9

I've been trying to figure out how to get a list of all files in a git repo including those contained within submodules. Currently, git ls-files will provide the top level submodule directory but not the files contained within the submodule. On further investigation, I found that using git submodule, you can recursively find all of the submodules and then go a git ls-files using:

git submodule --quiet foreach --recursive "git ls-files"

The only problem with this is that the results are the path from the submodule but I need the full path from the repo. So for the following

e.g. /some/path/to/gitrepo/source/submodule/[file1, file2]

What I see is:

file1
file2

What I would like to see is:

source/submodule/file1
source/submodule/file2

Is there a way to do this? From the documentation, there are some pre-defined variables ($name, $path, $sha1 and $toplevel) but I'm not sure how to use these to get the desired results.

Sheldon
  • 91
  • 1
  • 3
  • 1
    Note: you will have `git ls-files --recurse-submodules` with Git 2.11+ (Q4 2016). See [my answer below](http://stackoverflow.com/a/40311391/6309). It can be run from the main parent repo and will produce the full path. – VonC Oct 28 '16 at 18:46

2 Answers2

12

Another approach is possible with Git 2.11+ (Q4 2016)

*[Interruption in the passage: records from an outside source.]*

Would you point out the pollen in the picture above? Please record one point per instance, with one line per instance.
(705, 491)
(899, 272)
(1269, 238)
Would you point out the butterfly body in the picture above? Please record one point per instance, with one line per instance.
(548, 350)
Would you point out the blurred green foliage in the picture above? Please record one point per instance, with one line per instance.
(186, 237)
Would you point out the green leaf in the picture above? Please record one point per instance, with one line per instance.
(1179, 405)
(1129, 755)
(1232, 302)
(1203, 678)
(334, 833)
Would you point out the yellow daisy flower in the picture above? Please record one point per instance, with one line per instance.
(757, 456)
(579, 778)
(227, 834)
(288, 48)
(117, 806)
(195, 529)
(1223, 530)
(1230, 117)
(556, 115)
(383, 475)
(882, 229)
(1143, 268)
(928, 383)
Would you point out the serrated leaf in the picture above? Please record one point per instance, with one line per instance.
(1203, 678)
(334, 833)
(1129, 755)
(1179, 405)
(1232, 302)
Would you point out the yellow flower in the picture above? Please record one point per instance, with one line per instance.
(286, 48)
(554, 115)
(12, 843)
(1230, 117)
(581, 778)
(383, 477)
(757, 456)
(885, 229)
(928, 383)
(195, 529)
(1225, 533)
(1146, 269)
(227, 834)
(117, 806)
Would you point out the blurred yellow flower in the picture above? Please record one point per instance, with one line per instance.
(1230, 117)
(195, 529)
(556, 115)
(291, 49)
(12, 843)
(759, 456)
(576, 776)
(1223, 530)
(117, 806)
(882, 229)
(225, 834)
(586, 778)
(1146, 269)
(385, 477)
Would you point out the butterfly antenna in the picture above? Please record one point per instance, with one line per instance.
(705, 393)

git ls-files --recurse-submodules

See commit 75a6315, commit 07c01b9, commit e77aa33, commit 74866d7 (07 Oct 2016) by Brandon Williams (mbrandonw).
(Merged by Junio C Hamano -- gitster -- in commit 1c2b1f7, 26 Oct 2016)

ls-files: optionally recurse into submodules

"git ls-files" learned "--recurse-submodules" option that can be used to get a listing of tracked files across submodules (i.e. this only works with "--cached" option, not for listing untracked or ignored files).

This would be a useful tool to sit on the upstream side of a pipe that is read with xargs to work on all working tree files from the top-level superproject.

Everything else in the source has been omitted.